Master the art of vibe coding - of coding with AI - and using the power the technology has to build simulations or games that help you understand your business better.
Create "what if" experiments. A manufacturing team can ask: "What if we rearranged our assembly line this way?" An AI model can simulate the change, showing likely impacts on efficiency, errors, and worker experience. This lets you try dozens of approaches in the time it would take to physically test just one.
Build digital twins of key processes. A digital twin is a virtual copy of something real—a machine, a supply chain, or a customer journey. Once built, you can stress-test it safely. A hospital might create a digital twin of its emergency room flow, then test how different staffing levels would handle a sudden influx of patients. The learning happens without risking patient safety.
Use AI to spot natural experiments already happening in your business. Companies often run accidental experiments—a manager in one region tries a new approach while others stick with the old way. AI can sift through your data to find these natural tests and measure their results objectively.
Test competing ideas simultaneously. When teams disagree about the best approach, don't waste time arguing. Use AI to help run quick, parallel tests. A marketing team debating which message will resonate can test all the options in small, targeted campaigns. The data settles the debate, and everyone learns from seeing which assumptions proved correct.
Make counterfactual thinking routine. After important decisions, ask AI: "What might have happened if we'd chosen differently?" This builds a habit of exploring branches not taken, making future decisions richer.
The beauty of AI-powered experimentation is its speed and safety. You compress years of trial-and-error - of learning - into months or weeks. You test risky ideas without actually taking risks. You explore extreme scenarios that would be irresponsible to try in reality.
This doesn't replace real-world testing—it makes it more targeted. When you finally implement changes, you do so with eyes wide open, having learned from dozens of virtual attempts. Your first real try benefits from all the learning gained in the digital sandbox.
Navigate substitution and complementarity
Complementarity and substitution are two fundamental economic concepts that describe how goods or inputs relate to each other in production and consumption.
Complementarity occurs when two items work better together than separately—their combined value exceeds the sum of their individual contributions. Think of coffee and cream, hardware and software, or AI and human judgment. When items are complementary, using more of one increases the value of using the other. This relationship creates powerful synergies in business contexts. For example, when digital technology complements skilled labor, productivity can rise dramatically as each enhances the other's effectiveness. The hallmark of complementarity is that demand for one item rises when the price of its complement falls.
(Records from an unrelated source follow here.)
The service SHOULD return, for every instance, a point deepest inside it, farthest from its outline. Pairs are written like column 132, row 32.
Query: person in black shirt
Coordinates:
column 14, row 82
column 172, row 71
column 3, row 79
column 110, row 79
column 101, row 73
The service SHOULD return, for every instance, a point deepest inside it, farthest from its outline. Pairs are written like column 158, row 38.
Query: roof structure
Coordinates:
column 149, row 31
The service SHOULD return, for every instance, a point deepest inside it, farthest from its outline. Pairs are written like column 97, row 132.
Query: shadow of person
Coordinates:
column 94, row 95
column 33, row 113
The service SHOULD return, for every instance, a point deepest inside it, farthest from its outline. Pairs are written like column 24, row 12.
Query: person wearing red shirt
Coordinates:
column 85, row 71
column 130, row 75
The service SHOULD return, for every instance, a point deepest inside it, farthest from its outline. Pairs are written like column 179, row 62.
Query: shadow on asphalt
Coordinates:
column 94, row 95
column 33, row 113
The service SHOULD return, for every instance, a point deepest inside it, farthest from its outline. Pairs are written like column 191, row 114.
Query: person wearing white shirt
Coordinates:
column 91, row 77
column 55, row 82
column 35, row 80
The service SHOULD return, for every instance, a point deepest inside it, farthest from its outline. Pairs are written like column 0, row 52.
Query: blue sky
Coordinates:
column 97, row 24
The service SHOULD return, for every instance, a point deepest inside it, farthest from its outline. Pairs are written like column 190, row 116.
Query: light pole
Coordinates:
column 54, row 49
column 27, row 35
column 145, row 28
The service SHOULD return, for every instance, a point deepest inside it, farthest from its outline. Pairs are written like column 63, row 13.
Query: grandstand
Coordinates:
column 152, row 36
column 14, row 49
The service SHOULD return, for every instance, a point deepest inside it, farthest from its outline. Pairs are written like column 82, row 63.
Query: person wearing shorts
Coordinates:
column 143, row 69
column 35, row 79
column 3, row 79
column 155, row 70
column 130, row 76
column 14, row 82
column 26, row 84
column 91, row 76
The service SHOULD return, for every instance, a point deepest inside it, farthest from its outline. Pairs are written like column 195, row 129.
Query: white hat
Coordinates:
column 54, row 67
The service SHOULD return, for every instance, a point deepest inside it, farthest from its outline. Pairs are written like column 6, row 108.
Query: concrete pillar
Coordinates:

Substitution, by contrast, happens when one item can effectively replace another, serving essentially the same function. Examples include butter and margarine, different brands of smartphones, or automated systems replacing manual labor for routine tasks. When goods are substitutes, they compete with each other, and increasing the use of one typically means decreasing the use of the other. The defining characteristic of substitution is that demand for one item rises when the price of its substitute increases. In business strategy, understanding whether technologies or workers function as substitutes is crucial for making sound investment and staffing decisions.
AI naturally pushes organizations toward substitution. The technology's ability to handle routine tasks creates an obvious, gravitational pull: replace humans with algorithms, cut costs, improve efficiency. This path of least resistance is tempting but limited. It follows a predictable pattern we've seen in previous technological shifts—automation replaces labor, profits temporarily rise, and capabilities eventually standardize across competitors - and this is where it gets dangerous, because now your entire business model is commoditized.
The innovative board, however, recognizes a different possibility. Rather than merely substituting AI for human roles, they can guide their organizations toward complementarity by fundamentally reimagining business functions when certain components are automated. This isn't just about preserving jobs—it's about transforming them into higher-value activities that AI can't easily replicate.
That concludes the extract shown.